Was sagt die Verwaltung?
OB Markus Ibert ging am Montag zunächst in die Defensive. „Es ist nicht so, dass wir nichts gemacht hätten. Hier wird ein Bild gezeichnet, das nicht der Realität entspricht.“ Am Mittwoch ging die Verwaltung auf LZ-Anfrage ins Detail: „Die Stadtverwaltung hat in den vergangenen Jahren immer wieder strukturelle und personelle Optimierungen unternommen, um auf die steigenden Anforderungen für die Ausländerbehörde zu reagieren.
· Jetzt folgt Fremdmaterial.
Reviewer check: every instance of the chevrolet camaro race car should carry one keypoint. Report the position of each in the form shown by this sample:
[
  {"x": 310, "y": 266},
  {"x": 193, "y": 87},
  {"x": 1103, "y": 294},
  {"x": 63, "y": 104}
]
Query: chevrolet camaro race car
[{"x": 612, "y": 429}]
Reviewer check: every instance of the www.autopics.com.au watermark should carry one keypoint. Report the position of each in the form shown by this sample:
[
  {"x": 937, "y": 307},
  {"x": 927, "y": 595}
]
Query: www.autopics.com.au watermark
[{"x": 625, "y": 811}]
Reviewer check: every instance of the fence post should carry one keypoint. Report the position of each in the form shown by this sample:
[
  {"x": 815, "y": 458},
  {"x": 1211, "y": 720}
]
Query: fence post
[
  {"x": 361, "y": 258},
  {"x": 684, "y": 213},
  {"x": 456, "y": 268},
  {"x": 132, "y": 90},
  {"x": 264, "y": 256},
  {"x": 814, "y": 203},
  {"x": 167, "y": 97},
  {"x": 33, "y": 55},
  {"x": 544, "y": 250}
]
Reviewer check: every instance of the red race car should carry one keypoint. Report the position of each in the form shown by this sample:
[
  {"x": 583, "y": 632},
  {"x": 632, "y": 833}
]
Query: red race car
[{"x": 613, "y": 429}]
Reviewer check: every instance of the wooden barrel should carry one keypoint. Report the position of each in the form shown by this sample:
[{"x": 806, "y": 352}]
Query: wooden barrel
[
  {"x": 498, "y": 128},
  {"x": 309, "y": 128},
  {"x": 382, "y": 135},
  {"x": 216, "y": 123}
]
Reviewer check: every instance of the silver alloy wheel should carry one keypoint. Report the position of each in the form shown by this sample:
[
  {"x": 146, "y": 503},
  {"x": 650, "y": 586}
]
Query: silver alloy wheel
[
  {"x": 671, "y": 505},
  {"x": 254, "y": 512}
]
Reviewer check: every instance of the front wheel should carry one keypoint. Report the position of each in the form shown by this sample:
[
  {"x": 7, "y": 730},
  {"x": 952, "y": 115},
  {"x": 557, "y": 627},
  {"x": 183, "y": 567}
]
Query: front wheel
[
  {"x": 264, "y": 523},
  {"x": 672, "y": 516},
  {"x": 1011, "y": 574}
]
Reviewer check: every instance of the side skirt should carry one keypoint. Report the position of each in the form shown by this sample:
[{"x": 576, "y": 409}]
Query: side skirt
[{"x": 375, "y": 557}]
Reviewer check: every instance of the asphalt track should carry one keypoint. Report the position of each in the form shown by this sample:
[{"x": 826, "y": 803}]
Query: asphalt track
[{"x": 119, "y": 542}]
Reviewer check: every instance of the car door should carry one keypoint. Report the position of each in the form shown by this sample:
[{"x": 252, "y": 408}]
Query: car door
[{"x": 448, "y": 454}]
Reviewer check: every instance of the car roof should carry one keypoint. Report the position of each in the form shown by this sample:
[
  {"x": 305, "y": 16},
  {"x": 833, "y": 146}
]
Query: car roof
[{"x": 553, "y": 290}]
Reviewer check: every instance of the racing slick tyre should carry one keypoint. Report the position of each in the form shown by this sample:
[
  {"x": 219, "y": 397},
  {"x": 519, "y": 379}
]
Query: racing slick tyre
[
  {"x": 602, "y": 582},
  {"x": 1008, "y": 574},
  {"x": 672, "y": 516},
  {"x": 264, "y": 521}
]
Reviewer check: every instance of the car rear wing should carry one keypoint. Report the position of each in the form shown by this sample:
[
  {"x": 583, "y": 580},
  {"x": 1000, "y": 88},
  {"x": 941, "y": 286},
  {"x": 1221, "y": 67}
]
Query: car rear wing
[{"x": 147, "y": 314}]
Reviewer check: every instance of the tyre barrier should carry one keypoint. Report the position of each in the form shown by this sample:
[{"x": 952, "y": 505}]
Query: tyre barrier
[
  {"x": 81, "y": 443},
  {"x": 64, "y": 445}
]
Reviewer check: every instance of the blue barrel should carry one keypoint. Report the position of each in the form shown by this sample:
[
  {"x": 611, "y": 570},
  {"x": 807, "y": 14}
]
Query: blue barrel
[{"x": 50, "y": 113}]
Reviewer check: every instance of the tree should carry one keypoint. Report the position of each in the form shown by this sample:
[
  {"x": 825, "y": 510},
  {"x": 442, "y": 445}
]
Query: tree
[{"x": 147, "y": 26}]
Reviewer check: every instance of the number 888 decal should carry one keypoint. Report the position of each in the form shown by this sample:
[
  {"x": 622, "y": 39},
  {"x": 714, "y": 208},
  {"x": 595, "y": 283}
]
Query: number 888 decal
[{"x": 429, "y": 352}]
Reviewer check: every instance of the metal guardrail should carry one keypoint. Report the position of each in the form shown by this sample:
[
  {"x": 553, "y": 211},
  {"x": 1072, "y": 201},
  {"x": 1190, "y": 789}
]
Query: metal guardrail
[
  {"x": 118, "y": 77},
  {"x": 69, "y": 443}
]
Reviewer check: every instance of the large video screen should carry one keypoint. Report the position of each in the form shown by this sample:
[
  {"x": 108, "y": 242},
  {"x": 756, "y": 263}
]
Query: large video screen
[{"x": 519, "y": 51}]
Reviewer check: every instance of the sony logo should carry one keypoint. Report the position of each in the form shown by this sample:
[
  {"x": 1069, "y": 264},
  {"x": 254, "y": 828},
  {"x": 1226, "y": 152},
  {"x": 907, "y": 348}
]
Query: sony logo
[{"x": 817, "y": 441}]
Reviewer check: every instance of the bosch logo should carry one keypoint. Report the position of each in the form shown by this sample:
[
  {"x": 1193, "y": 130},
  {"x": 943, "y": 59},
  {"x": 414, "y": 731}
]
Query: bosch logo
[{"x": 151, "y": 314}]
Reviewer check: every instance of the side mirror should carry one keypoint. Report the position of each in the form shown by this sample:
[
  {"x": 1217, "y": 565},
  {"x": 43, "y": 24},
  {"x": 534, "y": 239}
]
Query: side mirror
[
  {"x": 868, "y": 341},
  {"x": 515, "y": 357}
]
Beispiele sind unter anderem personelle Aufstockungen (von 2,5 auf aktuell 12,75 Vollzeitstellen seit 2011) sowie erste Schritte zur Verbesserung der räumlichen Situation.“ Man werde die Anregungen der Sprecherinnen prüfen und den Austausch mit dem Interkulturellen Beirat fortsetzen.
Auch einer der frühen Mitarbeiter betont, dass es den Dialog brauche – und man niemandem die Schuld geben solle. Es gehe darum, gemeinsam zu überlegen, wie man die Situation verbessern könne.